Since its April 2011 initial public offering (IPO), SandRidge's first five distributions were: $1.07, $0.82, $0.79, $0.79, and $0.73, with the latest paid to unitholders of record on Aug. 14. These distributions are consistent with the price volatility of the oil and gas it produces.

Judging from the performance of SandRidge's units since its IPO, however, at least some investors haven't fully understood the variability of distributions. Units of the trust were first issued at $21, then shot up to $25 in a matter of days, and eventually hit $30 in early August 2011.

Two months later, the unit price slipped to a low of $18.76 amid market anxiety over the Debt Ceiling Crisis. It then nearly doubled to a high of $36.97 on Feb. 8, 2012, before beginning a jagged decline to its current price of less than $20, some 5% below the IPO price–action that deviated sharply from the actual movement in energy prices and by extension the distribution.

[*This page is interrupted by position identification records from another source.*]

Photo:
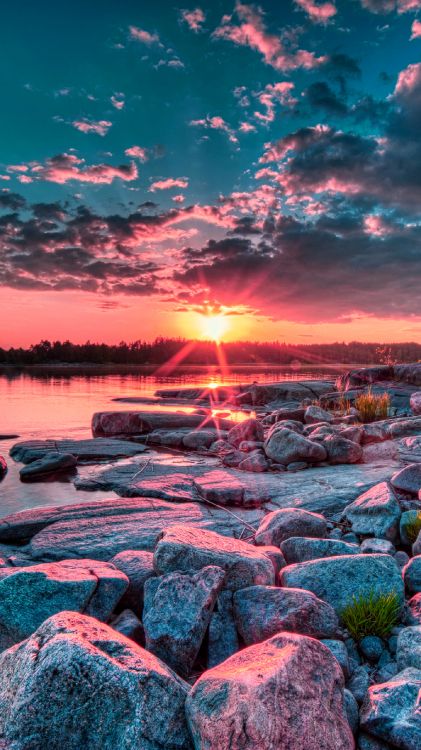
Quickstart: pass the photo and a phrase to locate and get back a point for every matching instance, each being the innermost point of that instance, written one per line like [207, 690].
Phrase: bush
[372, 407]
[374, 614]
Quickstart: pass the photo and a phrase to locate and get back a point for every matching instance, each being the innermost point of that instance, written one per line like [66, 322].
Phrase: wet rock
[287, 522]
[250, 429]
[408, 480]
[337, 580]
[299, 548]
[286, 692]
[177, 611]
[187, 549]
[138, 567]
[391, 710]
[43, 590]
[222, 634]
[51, 463]
[286, 446]
[77, 683]
[262, 611]
[375, 513]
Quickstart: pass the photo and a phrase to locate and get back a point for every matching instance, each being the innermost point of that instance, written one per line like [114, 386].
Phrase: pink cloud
[101, 127]
[181, 182]
[193, 18]
[251, 32]
[319, 13]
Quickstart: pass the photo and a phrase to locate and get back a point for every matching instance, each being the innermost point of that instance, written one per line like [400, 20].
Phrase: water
[42, 405]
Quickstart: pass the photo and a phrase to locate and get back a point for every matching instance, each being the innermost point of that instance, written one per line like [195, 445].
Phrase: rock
[415, 402]
[288, 522]
[86, 586]
[337, 580]
[412, 575]
[375, 513]
[286, 446]
[371, 648]
[408, 651]
[373, 545]
[262, 611]
[138, 567]
[177, 611]
[51, 463]
[286, 692]
[340, 653]
[222, 634]
[341, 451]
[408, 480]
[130, 626]
[317, 414]
[187, 549]
[255, 461]
[250, 429]
[299, 548]
[391, 710]
[77, 683]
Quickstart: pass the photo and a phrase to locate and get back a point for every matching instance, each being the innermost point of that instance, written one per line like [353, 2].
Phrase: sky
[176, 169]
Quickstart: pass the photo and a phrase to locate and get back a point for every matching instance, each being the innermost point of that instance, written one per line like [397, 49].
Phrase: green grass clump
[413, 527]
[372, 407]
[373, 614]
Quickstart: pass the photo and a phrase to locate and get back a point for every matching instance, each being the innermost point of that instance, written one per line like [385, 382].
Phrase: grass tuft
[372, 407]
[373, 614]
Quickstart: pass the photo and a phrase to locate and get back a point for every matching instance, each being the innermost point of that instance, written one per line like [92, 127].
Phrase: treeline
[205, 352]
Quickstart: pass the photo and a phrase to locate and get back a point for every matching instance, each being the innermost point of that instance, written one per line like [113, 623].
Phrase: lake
[61, 403]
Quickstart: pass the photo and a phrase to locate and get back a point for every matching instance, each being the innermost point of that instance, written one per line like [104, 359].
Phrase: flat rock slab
[92, 449]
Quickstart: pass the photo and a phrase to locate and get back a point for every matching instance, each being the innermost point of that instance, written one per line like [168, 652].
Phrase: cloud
[101, 127]
[193, 18]
[250, 31]
[318, 12]
[169, 182]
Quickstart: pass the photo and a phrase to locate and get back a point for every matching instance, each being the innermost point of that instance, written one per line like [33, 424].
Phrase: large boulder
[187, 549]
[30, 595]
[375, 513]
[391, 710]
[338, 579]
[76, 683]
[287, 446]
[286, 522]
[263, 611]
[286, 692]
[177, 612]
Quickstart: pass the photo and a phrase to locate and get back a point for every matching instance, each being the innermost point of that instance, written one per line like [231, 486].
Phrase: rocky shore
[256, 584]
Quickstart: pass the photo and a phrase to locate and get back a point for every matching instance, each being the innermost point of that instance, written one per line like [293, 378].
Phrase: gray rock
[375, 513]
[138, 567]
[371, 648]
[40, 591]
[187, 549]
[177, 611]
[412, 575]
[299, 548]
[77, 683]
[262, 611]
[51, 463]
[222, 634]
[391, 710]
[408, 651]
[287, 522]
[286, 692]
[286, 446]
[408, 480]
[338, 579]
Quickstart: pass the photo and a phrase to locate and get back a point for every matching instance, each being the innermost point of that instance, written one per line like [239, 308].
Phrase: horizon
[228, 170]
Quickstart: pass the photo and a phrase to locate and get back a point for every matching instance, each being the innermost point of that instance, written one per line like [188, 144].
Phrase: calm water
[54, 406]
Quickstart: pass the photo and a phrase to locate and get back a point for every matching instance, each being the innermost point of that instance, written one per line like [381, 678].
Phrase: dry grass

Similar misunderstanding seems to influence the trading of other royalty trusts, including SandRidge's sister entity SandRidge Mississippian Trust II (NYSE: SDR). Since its IPO in April 2012, SDR has traded as high as $23.91 a couple weeks after issuance to as low as $17.37 in late June. And it now trades about 5% below its IPO price. That's despite the fact that the only distribution action by the company was an 84.1% increase in late July.

Many investors in master limited partnerships (MLP) that produce energy seem to have belatedly realized that their holdings are indeed affected by energy prices. Nevertheless, the actual trading in these securities remains largely devoid of rhyme or reason.

For example, the price of relatively new MLP Mid-Con Energy Partners (NSDQ:MCEP) has been all over the map this year, and is actually only barely above its secondary offering price despite announcing a 2.1% distribution increase this month. By contrast, Vanguard Natural Resources (NYSE:VNR)–which now pays a monthly dividend–has been steadily moving higher since late May and is back within shouting distance of its all-time high.

The same incongruence can be found among the former Canadian trusts that produce energy. ARC Resources (TSE:ARX), for example, has been steadier than many pipeline stocks this year, despite wild fluctuations in prices for oil, natural gas liquids and natural gas (66% of output). So has Peyto Exploration and Development (TSE:PEY), which is again within reach of its all-time high despite the ups and downs of natural gas, which accounts for more than 90% of its output.

By contrast, fellow ex-trust Penn West Petroleum (NYSE:PWE) shares have dropped more than 34% this year. That's despite the fact that management is executing strategy at the oil-focused producer better than it has in many years.

Even super oils have had wildly divergent years. ExxonMobil (NYSE:XOM) is a couple of good trading days from taking out the all-time high set in mid-2008, when oil prices were roughly 80% higher and natural gas was several times its current level.

Meanwhile, Total SA (NYSE:TOT) is actually underwater for the year and sells for little more than half its 2008 high. Management boosted its divided by 3.5% in July, and the stock now yields more than 6% , which is more than twice the yield of ExxonMobil.